Uscito nelle sale da ieri, ecco a voi la (più che mai) onesta recensione de Il Re Leone, reboot del 32° classico d’animazione Disney datato 1994.
Si torna nella savana quindi, nelle vicende del giovane leone Simba e dei suoi scapestrati compagni Timon e Pumbaa. La domanda è sempre la stessa: era necessario? Nessuno dei live action lo è davvero all’inizio, ma andiamo con ordine e addentriamoci nel film.
Si avvisano i gentili lettori che non siamo affatto spietati come si crede, e nella lettura non ci sarà alcuno spoiler in merito alla pellicola, se non analisi su dettagli allusivi ma mai specifici. Buona lettura!
Senza immischiarci nella trama (quasi identica a quella originale, ma ci arriveremo), il film è diretto da John Favreau. Chi? Ebbene, lo stesso che aveva diretto un pregevolissimo live action dedicato al Libro della Giungla. Nella sua prima regia però (forse aiutato dal piccolo e brillante Mowgli umano), il film regge: viene trasposto un ottimo approfondimento del cartone originale, mantenendo intatti personaggi e caratterizzazioni.
Ne Il Re Leone vediamo una CGI decisamente più realistica del suo predecessore, anche troppo. In alcuni momenti della pellicola, allo spettatore sembra letteralmente di vedere un documentario degno della BBC… con in sottofondo un doppiaggio.
Morale? Alcuni (stranamente, non tutti) personaggi suonano fin troppo inespressivi in scene clou della trama a cui viene così brutalmente cancellato il coinvolgimento emotivo. Un’ottima grafica che subisce le angherie del realismo a tutti i costi: era decisamente sacrificabile come scelta.
Non scherziamo: una simile domanda non troverebbe risposte positive in nessun live action, ma cerchiamo di approfondire la cosa. Il film parafrasa interi frame del cartone del ’94 puntando così alla conquista dei fan più accaniti. Ci riesce? Non proprio.

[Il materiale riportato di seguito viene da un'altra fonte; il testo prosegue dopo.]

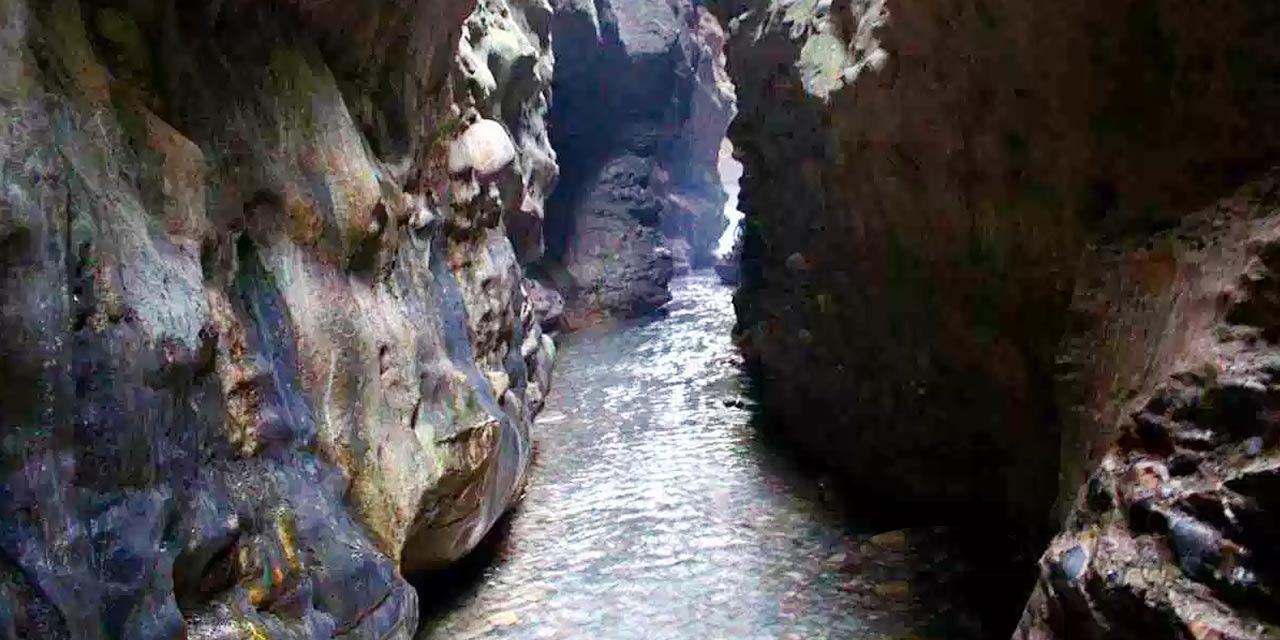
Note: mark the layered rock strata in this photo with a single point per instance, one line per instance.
(264, 339)
(641, 106)
(973, 277)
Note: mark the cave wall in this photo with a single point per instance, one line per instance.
(641, 106)
(958, 283)
(264, 339)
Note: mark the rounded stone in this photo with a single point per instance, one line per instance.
(485, 147)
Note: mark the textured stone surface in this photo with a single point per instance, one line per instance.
(261, 348)
(1174, 360)
(641, 105)
(932, 190)
(920, 183)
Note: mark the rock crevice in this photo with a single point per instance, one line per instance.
(265, 338)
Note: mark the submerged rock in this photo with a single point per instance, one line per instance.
(641, 106)
(261, 351)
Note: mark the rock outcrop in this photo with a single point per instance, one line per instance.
(956, 282)
(641, 106)
(264, 339)
(1174, 373)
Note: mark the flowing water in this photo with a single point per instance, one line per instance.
(656, 511)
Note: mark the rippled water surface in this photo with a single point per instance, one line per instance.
(654, 511)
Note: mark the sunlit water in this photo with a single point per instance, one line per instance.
(654, 511)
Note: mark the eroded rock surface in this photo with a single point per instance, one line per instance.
(263, 332)
(641, 106)
(928, 188)
(1174, 360)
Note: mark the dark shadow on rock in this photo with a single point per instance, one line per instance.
(449, 589)
(977, 570)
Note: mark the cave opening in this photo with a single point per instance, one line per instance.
(639, 118)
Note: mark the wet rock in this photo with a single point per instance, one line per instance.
(256, 296)
(1004, 260)
(484, 147)
(640, 197)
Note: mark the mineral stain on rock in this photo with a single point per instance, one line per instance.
(279, 283)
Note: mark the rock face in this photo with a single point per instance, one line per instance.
(263, 332)
(1175, 373)
(954, 284)
(641, 106)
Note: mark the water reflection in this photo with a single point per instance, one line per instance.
(656, 512)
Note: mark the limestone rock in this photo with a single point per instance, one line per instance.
(641, 106)
(260, 350)
(993, 312)
(484, 147)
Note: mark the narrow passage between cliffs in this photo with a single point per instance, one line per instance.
(656, 510)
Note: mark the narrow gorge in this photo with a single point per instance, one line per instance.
(394, 319)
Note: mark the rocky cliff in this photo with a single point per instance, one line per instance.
(974, 277)
(263, 332)
(641, 106)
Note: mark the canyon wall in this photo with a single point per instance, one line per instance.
(978, 275)
(264, 344)
(641, 106)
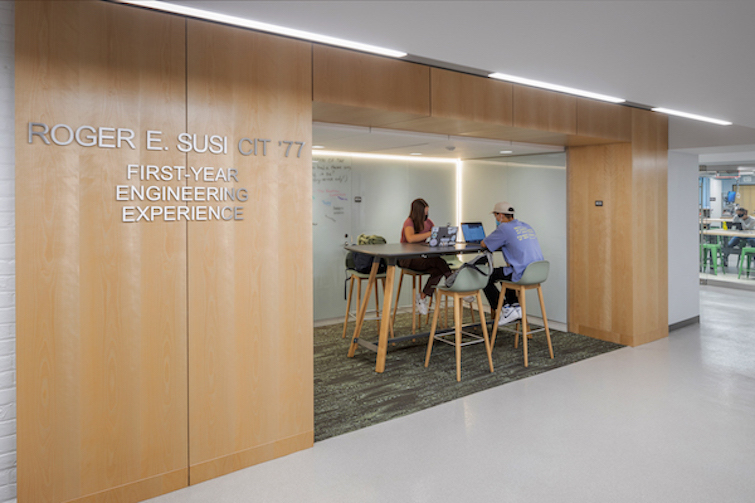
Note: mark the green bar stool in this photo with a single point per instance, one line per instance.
(454, 264)
(714, 251)
(534, 275)
(747, 254)
(467, 282)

Perché il fan accanito, che conosce a memoria battute e perfino intonazione dei personaggi nelle varie iconiche frasi, riscontrerà invece delle vere e proprie gaffe. Prima tra tutte, la decisione di stravolgere perfino alcuni personaggi con caratteri e reazioni decisamente errate e stridenti con l’animale originale animato negli anno novanta. Al contempo, altri personaggi invece hanno trovato pienissima giustizia nonostante le modifiche ed è ovviamente questo a far rabbia.
Si era detto niente spoiler, quindi non diremo altro in merito.
Saggia scelta è stata però mantenere buona parte della colonna sonora originale: fortunatamente, sono proprio quelle indimenticabili note a riportare nello spettatore le emozioni di allora. Le canzoni, ovviamente, hanno però subito un riarrangiamento.
Alcune canzoni hanno trovato un’ottima resa finale, mentre altre sono state reinterpretate in uno stile che si ricollega alla cattiva interpretazione dei personaggi di cui parlavamo prima. Nello specifico, promossi a pieni voti Marco Mengoni come Simba adulto ed Elisa come Nala (perfino come doppiatori e non solo come cantanti). Un’ottima voce a cui si accompagna una buona intonazione, quindi bravi entrambi.
Torniamo quindi al dubbio esistenziale di prima: si sentiva il bisogno di questo live action? Saremo sinceri: no. Proprio per i motivi descritti prima.
Il film si aggrappa disperatamente all’originale per cercare di carpirne ogni segreto del suo successo, ma invano. La pellicola diventa così un conglomerato di scene da documentario che cerca a tutti i costi di convincere il pubblico, fallendo miseramente.
Potremmo infatti dividere il film in due parti (che è anche poi la suddivisione dei tempi al cinema): una prima in cui la modalità documentario si accusa moltissimo, mentre la seconda riesce a riportare un po’ più la magia del cartone originale. Purtroppo però un film non può essere valutato solo verso la fine e i calci d’angolo non sono mai davvero così utili.
In soldoni:
Non vogliamo di certo dissuadere i lettori dal recarsi al cinema, ma l’unica vera emozione che ci è rimasta della pellicola… è la voglia di un rewatch del cartone originale.